What is the "lifetime capital gains exemption" and how can you take advantage of it?

The Lifetime Capital Gains Exemption ("LCGE") allows every eligible individual to claim a deduction to their taxable income for capital gains realized on the disposition (or deemed disposition) of qualified small business corporation shares ("QSBCS"). In 2023, the exemption limit per individual on the disposal of QSBCS is $971,190, which, with proper planning, may result in a tax-free sale.

While the focus of this article will be on the disposition of QSBCS, the LCGE can also be utilized for the disposition of qualified farm or fishing property ("QFFP"). In 2023, the exemption limit per individual on the disposal of QFFP is $1,000,000.

In both situations, prior planning is crucial to take advantage of the LCGE.

Are your shares "qualified small business corporation shares"?

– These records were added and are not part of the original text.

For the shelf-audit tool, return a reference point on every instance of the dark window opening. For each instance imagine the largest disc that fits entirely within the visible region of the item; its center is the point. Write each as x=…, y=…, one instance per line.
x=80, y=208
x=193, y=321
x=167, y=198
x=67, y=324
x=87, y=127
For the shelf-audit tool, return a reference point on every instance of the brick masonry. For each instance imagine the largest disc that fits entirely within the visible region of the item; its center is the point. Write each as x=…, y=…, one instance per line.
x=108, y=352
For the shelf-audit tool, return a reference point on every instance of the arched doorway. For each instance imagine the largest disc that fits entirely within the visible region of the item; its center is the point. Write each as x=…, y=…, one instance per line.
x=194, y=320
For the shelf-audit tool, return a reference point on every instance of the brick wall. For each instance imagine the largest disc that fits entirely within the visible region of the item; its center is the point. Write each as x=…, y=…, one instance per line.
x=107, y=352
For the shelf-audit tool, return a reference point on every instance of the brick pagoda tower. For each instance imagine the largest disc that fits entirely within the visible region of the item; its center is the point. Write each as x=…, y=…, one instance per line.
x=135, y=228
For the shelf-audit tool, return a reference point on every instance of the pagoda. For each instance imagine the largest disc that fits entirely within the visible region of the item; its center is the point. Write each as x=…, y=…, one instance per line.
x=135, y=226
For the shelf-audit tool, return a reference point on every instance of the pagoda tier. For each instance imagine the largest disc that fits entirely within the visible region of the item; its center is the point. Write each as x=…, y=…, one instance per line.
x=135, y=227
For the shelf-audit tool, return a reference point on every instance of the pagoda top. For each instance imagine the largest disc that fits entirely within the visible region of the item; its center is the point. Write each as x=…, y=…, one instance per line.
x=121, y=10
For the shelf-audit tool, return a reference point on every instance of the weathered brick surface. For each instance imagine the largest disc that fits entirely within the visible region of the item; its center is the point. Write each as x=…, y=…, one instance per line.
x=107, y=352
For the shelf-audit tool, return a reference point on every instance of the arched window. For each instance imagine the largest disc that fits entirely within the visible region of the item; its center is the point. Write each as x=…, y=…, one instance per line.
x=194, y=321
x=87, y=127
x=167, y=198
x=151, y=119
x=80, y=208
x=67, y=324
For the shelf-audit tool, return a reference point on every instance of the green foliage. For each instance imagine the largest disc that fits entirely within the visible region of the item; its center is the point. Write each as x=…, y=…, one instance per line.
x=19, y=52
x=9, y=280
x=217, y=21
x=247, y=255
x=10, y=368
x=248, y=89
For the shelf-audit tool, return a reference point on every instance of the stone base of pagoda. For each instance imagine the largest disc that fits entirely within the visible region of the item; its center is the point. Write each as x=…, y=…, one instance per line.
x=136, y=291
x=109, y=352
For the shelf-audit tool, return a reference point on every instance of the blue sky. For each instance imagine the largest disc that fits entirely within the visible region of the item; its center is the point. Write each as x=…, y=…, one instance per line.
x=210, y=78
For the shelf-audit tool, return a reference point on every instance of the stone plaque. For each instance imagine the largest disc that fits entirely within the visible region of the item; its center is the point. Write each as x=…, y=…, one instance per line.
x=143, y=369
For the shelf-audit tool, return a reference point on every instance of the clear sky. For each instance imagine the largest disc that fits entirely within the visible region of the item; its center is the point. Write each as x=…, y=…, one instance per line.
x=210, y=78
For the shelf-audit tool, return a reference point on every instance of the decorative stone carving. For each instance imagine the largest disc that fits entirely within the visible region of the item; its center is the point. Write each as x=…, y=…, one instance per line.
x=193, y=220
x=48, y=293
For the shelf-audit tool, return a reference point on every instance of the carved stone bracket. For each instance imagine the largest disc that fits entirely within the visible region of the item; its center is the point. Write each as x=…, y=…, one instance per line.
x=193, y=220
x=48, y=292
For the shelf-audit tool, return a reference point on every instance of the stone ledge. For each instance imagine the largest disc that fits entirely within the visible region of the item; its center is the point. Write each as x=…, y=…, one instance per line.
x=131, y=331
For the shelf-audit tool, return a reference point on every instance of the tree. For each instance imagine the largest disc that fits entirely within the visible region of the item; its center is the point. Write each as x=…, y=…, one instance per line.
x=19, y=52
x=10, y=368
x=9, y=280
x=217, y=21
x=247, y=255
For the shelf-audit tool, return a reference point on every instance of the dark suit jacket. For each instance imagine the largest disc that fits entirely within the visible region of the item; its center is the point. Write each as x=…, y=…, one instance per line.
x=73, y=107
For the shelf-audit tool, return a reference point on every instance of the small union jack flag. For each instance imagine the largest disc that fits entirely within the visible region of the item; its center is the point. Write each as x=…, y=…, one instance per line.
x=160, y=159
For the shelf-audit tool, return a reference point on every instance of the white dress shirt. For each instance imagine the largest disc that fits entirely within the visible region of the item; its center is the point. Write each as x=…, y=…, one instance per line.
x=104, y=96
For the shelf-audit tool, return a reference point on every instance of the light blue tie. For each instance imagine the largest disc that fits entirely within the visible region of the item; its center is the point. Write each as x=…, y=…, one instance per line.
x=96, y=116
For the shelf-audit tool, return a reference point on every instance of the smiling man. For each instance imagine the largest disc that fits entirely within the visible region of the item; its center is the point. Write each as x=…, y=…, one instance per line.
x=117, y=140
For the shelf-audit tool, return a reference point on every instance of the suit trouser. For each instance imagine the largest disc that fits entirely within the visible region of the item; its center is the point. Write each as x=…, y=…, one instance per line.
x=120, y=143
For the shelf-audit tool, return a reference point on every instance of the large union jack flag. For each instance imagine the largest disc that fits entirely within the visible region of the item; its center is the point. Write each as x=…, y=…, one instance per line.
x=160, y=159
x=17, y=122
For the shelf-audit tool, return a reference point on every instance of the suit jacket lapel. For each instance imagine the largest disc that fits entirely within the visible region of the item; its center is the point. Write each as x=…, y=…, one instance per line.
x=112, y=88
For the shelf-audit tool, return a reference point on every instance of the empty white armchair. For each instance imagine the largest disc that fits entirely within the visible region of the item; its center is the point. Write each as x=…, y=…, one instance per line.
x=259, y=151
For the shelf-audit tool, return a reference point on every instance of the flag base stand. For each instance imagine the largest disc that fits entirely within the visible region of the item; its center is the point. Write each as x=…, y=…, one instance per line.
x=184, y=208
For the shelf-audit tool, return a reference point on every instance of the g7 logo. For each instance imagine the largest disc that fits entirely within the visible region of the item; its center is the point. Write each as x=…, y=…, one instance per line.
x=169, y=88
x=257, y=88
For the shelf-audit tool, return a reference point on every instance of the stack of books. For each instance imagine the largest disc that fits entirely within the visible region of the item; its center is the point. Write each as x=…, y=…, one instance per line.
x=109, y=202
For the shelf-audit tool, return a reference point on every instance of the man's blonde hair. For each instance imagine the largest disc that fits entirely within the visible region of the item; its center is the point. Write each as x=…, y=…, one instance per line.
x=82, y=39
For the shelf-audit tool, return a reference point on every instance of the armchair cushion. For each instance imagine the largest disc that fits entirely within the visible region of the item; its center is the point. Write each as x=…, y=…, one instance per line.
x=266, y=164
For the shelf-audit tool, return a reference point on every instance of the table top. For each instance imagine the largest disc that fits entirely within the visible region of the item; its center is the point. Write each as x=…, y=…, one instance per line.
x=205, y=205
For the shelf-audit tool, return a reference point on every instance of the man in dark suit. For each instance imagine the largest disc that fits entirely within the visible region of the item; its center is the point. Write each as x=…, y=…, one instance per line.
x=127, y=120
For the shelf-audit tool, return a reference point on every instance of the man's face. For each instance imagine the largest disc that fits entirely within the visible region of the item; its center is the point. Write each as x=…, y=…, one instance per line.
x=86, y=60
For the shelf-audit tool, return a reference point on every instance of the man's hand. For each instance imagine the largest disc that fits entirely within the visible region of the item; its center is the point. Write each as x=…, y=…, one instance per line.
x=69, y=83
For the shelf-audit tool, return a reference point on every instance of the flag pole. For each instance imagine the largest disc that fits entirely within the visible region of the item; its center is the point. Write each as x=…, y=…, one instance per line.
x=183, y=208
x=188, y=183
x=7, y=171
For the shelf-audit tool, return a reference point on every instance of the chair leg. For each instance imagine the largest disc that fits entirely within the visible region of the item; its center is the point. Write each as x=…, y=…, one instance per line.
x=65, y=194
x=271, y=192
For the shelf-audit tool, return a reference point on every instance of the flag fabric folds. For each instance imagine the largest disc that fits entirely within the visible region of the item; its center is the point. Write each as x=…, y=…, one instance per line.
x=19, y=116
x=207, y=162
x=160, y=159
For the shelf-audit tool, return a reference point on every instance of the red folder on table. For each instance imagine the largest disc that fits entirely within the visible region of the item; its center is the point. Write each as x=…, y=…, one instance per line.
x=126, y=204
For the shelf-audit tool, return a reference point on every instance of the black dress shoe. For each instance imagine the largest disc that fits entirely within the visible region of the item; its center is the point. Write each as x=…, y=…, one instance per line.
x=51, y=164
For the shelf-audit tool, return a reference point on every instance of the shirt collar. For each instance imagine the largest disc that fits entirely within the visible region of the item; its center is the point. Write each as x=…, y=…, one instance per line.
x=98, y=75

When determining if shares are QSBCS, three tests must be satisfied:

  1. At the determination time, the shares must be shares of a "small business corporation" owned by the individual, the individual's spouse or common-law partner, or a partnership related to the individual. A "small business corporation" generally means a Canadian-Controlled Private Corporation where at least 90% of the fair market value of all corporate assets are used in an active business carried on primarily in Canada;
  2. Throughout the 24 months immediately before the determination time, the shares were not owned by anyone other than the individual or a person or partnership related to the individual; and
  3. Throughout the 24 months immediately before the determination time, the shares must be shares of a Canadian-Controlled Private Corporation where at least 50% of the fair market value of the corporate assets are used in an active business carried on primarily in Canada.

Since #2 and #3 require compliance for 24 months immediately before the determination time, several strategies can be utilized to ensure the LCGE can be taken advantage of when the opportunity for disposition arises.

Should you crystallize your "lifetime capital gains exemption"?

When the QSBCS meet the three tests above, an individual may want to consider "crystallizing" and triggering the capital gain through a corporate reorganization. Like the adage "a bird in the hand is worth two in the bush", the main advantage of crystallizing is that the individual benefits from the LCGE rather than risk future changes that eliminate their ability to take advantage of it (including the risk of the elimination of the LCGE altogether).

Should you use purification strategies to take advantage of the "lifetime capital gains exemption"?

When the QSBCS do not meet the three tests above, an individual may want to consider "purifying" (which, colloquially means to move redundant cash and investments out of the corporation in order to make sure the shares remain QSBCS through tax planning). Simple strategies include disposing of non-qualifying assets or distributing non-qualifying assets as "dividends-in-kind"; however, the tax cost of these strategies should be weighed against the tax benefit of the LCGE.

More complex, but potential tax-deferred purification strategies, include:

  1. Inter-Corporate Dividend Payments or Redemption of Shares: After-tax retained earnings or "safe income" can be paid through inter-corporate dividends, which typically flow tax-free between taxable Canadian corporations. In certain situations, income in excess of these amounts can also be paid through inter-corporate dividends. However, this transaction must be approached with caution, given the potential application of the anti-avoidance rule in subsection 55(2) of the Income Tax Act.
    1. How would this work? The individual would implement a section 86 freeze of their shares in the operating corporation and exchange their common shares for (i) preference shares and (ii) a new class of common shares. The individual would then incorporate a holding corporation and transfer the new class of common shares to said holding corporation on a tax-deferred basis in exchange for common shares of the holding corporation. The operating corporation could then pay a dividend to the holding corporation equal to the amount in excess of after-tax retained earnings.
    2. From a tax perspective, an inter-corporate dividend and a redemption of shares held by a corporation result in similar tax treatment. Therefore, a similar strategy can be employed by redeeming corporately-held shares over time. In some circumstances, redemptions of shares may get around section 55(2) issues.
  2. Introduction of a Trust with a Corporate Beneficiary: The benefit of tax-free inter-corporate dividends and the benefit of a family trust can also be combined. As with the above transactions, this transaction must be approached with caution, given the potential application of the anti-avoidance rule in subsection 55(2), as well as subsection 75(2), of the Income Tax Act.
    1. How would this work? The individual would form a family trust, which would hold shares in the operating corporation. The family trust would have beneficiaries, including the holding corporation. The operating corporation would pay a dividend to the trust, which would then distribute the dividend to the corporate beneficiary without losing the benefit of the tax-free flow of inter-corporate dividends.
  3. Butterfly Transaction: The last resort (because of costs, complexity and risks) would be to employ a butterfly transaction, which is a colloquial term given to transactions where assets are transferred to another corporation under section 55(3) of the Income Tax Act on a tax-deferred basis. This is typically done when there are section 55(2) anti-avoidance rule concerns that are preventing the above two options. To minimize risks, this must be done well in advance of any potential sale.

The content of this article is intended to provide a general guide to the subject matter. Specialist advice should be sought about your specific circumstances.